Shinn does not look at him, does not, in fact, look up. Instead he says, dully, "Is it over then, the war?"

"Yes, Shinn," Athrun says. "This war is over."



That is all he can say; that is all he can promise him. This war is over. Will there be a day when another will come? Who can say? Probably. The Chairman had been right about a great many things, and his view of humanity had not been incorrect. It had not, some will argue, even been misguided. But the Chairman's view leaves no room for humanity to better itself by itself – it leaves no room for natural evolution. And that is a view Athrun rejects and will continue to reject.

Humanity is not, as the Chairman believed, wholly stagnant. Athrun himself has, in as miniscule a fashion as it was, evolved through the course of this conflict. Evolution, he thinks, is rarely comprised of leaps and bounds. Mostly it comes about as a result of a thousand and one tiny steps forward and a thousand steps back. Evolution takes time.

Will war come again? If it does, Athrun prays it will not be in his lifetime. His generation has had enough of death. It is time for them to live.

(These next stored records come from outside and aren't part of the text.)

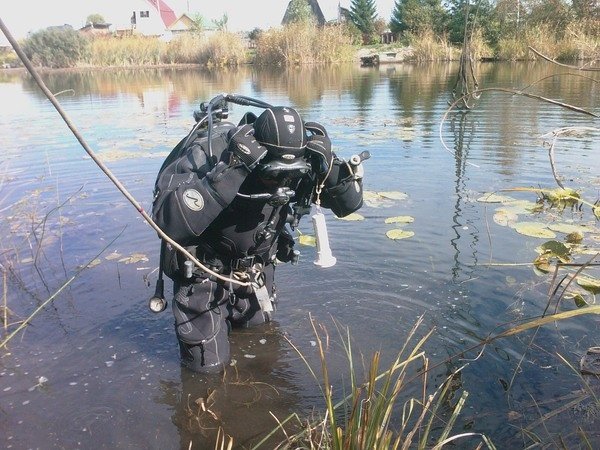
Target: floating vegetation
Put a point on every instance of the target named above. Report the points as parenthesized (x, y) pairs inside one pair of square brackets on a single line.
[(398, 233), (568, 228), (490, 197), (590, 284), (400, 219), (550, 251), (505, 218), (353, 217), (576, 237), (393, 195), (134, 258), (534, 229), (382, 199), (113, 255)]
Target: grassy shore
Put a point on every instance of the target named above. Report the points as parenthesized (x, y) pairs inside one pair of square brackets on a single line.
[(298, 44)]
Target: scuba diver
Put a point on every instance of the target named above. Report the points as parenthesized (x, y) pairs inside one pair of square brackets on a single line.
[(230, 195)]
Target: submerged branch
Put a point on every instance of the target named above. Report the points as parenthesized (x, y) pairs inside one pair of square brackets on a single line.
[(553, 61), (555, 135), (505, 91), (53, 296)]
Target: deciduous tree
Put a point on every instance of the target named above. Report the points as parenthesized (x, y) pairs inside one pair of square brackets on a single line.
[(363, 14)]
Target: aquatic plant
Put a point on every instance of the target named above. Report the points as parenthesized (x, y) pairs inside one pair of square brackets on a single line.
[(375, 414)]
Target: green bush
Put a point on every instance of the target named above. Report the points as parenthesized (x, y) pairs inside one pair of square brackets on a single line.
[(56, 47)]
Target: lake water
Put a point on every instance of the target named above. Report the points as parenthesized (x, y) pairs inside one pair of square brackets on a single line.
[(95, 368)]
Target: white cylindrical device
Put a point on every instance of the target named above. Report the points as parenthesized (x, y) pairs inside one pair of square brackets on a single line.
[(324, 256)]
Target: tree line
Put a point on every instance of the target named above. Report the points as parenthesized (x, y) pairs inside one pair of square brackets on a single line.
[(496, 19)]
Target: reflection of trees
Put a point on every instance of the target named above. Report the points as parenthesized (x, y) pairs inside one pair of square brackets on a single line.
[(191, 85), (240, 401), (304, 85), (464, 131)]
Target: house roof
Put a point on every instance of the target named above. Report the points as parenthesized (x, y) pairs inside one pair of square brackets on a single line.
[(316, 10), (166, 13)]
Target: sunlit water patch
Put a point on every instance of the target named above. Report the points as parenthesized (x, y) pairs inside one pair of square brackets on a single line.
[(441, 235)]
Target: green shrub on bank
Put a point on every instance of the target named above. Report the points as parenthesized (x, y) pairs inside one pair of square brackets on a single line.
[(302, 43), (56, 47)]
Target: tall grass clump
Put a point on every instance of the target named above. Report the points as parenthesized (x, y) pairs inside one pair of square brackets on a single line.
[(575, 42), (187, 48), (56, 47), (126, 51), (304, 43), (224, 49), (376, 414), (428, 46)]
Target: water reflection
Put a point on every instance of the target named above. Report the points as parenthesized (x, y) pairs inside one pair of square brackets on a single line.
[(243, 401), (57, 211)]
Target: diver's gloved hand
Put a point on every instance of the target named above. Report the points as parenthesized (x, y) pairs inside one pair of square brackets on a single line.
[(244, 147), (315, 128), (319, 151)]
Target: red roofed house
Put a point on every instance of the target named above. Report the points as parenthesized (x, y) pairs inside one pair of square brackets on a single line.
[(146, 17)]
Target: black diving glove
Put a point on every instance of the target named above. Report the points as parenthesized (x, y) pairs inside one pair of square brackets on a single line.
[(319, 151), (244, 147)]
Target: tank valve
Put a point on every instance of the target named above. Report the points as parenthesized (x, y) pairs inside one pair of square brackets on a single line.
[(158, 303)]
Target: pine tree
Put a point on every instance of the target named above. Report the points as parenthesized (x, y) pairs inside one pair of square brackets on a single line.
[(363, 14)]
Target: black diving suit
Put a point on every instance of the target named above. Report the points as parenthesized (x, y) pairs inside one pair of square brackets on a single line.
[(234, 218)]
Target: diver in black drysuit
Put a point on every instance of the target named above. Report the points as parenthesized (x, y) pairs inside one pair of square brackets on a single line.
[(234, 216)]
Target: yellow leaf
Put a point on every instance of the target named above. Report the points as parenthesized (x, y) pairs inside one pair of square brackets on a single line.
[(534, 229), (308, 240), (400, 219), (397, 233), (353, 217)]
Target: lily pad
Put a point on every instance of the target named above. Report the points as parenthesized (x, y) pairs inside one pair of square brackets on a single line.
[(398, 233), (134, 258), (574, 238), (558, 249), (522, 206), (490, 197), (113, 255), (567, 228), (308, 240), (534, 229), (590, 284), (400, 219), (353, 217), (393, 195), (505, 218), (561, 195)]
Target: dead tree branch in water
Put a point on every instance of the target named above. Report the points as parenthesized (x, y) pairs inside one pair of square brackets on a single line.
[(566, 131), (59, 109), (50, 299), (466, 72), (505, 91), (553, 61)]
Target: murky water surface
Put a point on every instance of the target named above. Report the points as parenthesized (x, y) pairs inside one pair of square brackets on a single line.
[(96, 369)]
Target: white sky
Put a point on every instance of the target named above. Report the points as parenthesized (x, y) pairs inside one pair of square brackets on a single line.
[(22, 16)]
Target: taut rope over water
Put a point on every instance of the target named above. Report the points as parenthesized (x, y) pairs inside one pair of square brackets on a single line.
[(29, 66)]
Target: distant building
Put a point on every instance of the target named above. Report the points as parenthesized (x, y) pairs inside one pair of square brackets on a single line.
[(183, 24), (96, 29), (316, 11), (145, 17)]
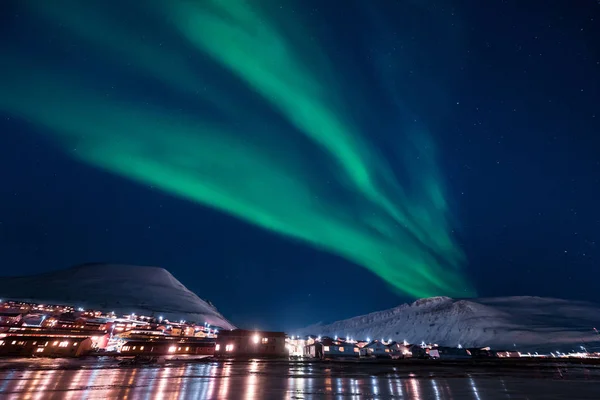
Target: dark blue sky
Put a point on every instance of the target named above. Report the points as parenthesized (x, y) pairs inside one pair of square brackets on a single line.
[(511, 91)]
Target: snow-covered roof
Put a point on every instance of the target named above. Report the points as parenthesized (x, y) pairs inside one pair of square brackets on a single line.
[(123, 289)]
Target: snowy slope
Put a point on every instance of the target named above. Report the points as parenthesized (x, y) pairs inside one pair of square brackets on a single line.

And it is only through living, he thinks and wants to tell Shinn someday when he is ready to hear, that we all fashion our own destiny.



Athrun is living.

He knows this. As a fact it is fundamental. He breathes, he sleeps, he eats, he dreams. He is a living being.

Sometimes he forgets. Those times are the worst. It means that he is existing in a state between here and there, waking and sleeping. It's tough, he thinks, to live.

But as a soldier he knows the times you feel most alive are the instants when you are closest to death. When you live from day to day, instant to instant, when you stare death in the face and cheat him so often you know your streak of luck is about to run out – those are the times you will think back on and say, Ah, I surely lived then.

But there are other things that make you feel almost the same. And they are better.

He steps out of the helicopter and onto the lawn. The twirling blades stir up the wind and his hair and his collar flaps against his neck. The grass on the lawn ripples but he has no eyes for that, he has eyes only for the woman with gold hair and amber eyes who stands waiting, hands clasped. He looks for the chain around her neck and does not find it. But then he sees it, the band around her finger.

He drops his bag to the ground; they come together in a rush, their eyes meeting for just an instant before they are engulfed in each other's embrace. He says against her ear, low and solemn and heartfelt, beneath the whir of the helicopter blades, "I'm home."

Tears in her eyes, she answers, "Welcome home."

Living is all fine and good, but this is what it means to be alive.



They sit, content in each other's company, she on his lap. It's fine, she says, there's no one to see, and he thinks, it's not me indulging her, it's her indulging me. He thinks she weighs less than a year ago and he'd rather she didn't. Thinks he probably looks too tired for her liking. They'll take it slowly; they'll walk together; they'll make it work somehow. This new world, and them.

"Maybe," she whispers unexpectedly.

"Maybe?" he repeats, bemused, his cheek against hers.

"Maybe there is no such thing as a happily ever after."

"Then what's this?" he says to her softly.

She leans against his shoulder, raises her left hand, and looks at it against the light. Two bands gleam on her ring finger. "A new beginning."

Her eyes are clear and her voice is steady and he thinks of the war and he thinks of being alive and he thinks of his destiny which he will shape with his own two hands, together with her in this new world they are helping to create, and he thinks, fiercely, wholeheartedly, This is why I love you.